Rompo la distancia que tenemos y le doy un beso corto en los labios. Cuando retrocedo, me vuelve a acercar para darme otro beso más.

- ¿Sabes qué? Al diablo el skate y los chicos. Me quedaré adelantar los deberes contigo.- Me da otro beso más y me río.

- No, en serio te llamo en la noche y mañana nos juntamos.- Ya me siento mejor, pero prefiero darme un espacio para poder asimilar todos estos sentimientos que surgieron después de ese acercamiento que vi entre Jota y Paula.

- ¿Segura? ¿Muy segura?- Me pone unos ojitos que me derriten de amor, así que debo cortar esto antes de que me haga cambiar de opinión.

- Si- Se escucha como rasguñan mi puerta. - Aparte Olmo está un poco fastidiado porque siempre lo boto cada vez que vienes.

- Olmo me ama, pero apenas me siento en tu cama se descontrola.

Me río y le doy un último beso para despedirlo.

- Bueno, nos vemos mañana. - Jota se me queda mirando y me hace un puchero. Las ganas me están matando y le doy otro beso.

- ¿Estás segura, no?- Quiero que se quede conmigo, pero siento que en cualquier momento vomitaré de una manera no muy buena el tema de Paula. Y no quiero ser tóxica, quiero tranquilizarme, asimilarlo un poco más y poder hablarlo con él. Necesito pensar en la manera que abordaré este tema. - No quiero dejarte sola.-

- No estoy sola, estoy con Olmo.

- Ya lo sé, solo que...

- ¿Qué cosa?

- Es que si no estás conmigo o con Samuel siempre estás sola, y no me gusta verte así.- No sé de dónde viene eso.

- ¿Verme cómo?

- Ya sabes... sola

- Pero no estoy sola.

- Marte...

- ¿Qué?

- ¿No has conocido a nadie en clases? .-

Me empiezo a irritar un poco porque siento que me está presumiendo que tiene amigos con quien compartió y yo no. Como dije, es algo que envidio de Jota, quisiera ser más como él, pero no puedo.

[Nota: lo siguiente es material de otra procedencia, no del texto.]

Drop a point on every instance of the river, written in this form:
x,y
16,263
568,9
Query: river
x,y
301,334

Soy muy tímida y a nadie le agrado a primera vista.

- Claro que sí, pero ya te dije, tengo muchas tareas.

- Debes darte un respiro

- Y eso hago en estos momentos

- Marte...

- Ya deja de decir mi nombre de esa manera.- Esto no tiene sentido, no sé a qué quiere llegar. Siento por un momento que quiere decirme algo como: "Deja de ser antisocial, sé normal". Tal vez no es lo que él quiere decir, pero es lo que me está haciendo sentir en estos momentos.

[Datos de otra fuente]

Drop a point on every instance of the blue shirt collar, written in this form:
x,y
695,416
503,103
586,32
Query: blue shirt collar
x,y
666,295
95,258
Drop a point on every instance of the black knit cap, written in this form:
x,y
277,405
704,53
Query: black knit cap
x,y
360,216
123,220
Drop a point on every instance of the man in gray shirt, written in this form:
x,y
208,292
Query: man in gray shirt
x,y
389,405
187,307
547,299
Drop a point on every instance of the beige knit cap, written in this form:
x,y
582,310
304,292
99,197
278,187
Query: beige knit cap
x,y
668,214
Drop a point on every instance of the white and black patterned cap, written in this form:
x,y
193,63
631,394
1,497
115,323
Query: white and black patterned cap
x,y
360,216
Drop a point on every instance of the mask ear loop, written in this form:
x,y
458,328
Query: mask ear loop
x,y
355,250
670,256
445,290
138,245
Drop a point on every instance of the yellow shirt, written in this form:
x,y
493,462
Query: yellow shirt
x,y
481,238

- Está bien, lo siento. Solo me gustaría que pases tiempo con amigas, amigos o amigues...

- Okey...

- ¿Sabes que puedes decirme cualquier cosa, no?

- Lo sé, siempre lo sé.- «¿Y por qué te cuesta decirle lo que viste con Paula?»

- Si necesitas cualquier cosa, llámame o mándame un mensaje, siempre voy a estar para ti.- 

- Gracias Jota.- Ya no quiero hablar más sobre esto, me está enojando y tengo terror de no controlarme y decir cosas hirientes y sin pensar.

- ¿Segura que no quieres que me quede?

No obtiene respuesta, lo miro agotada y él por fin comprende, no quiere insistir más y solo me da un último beso.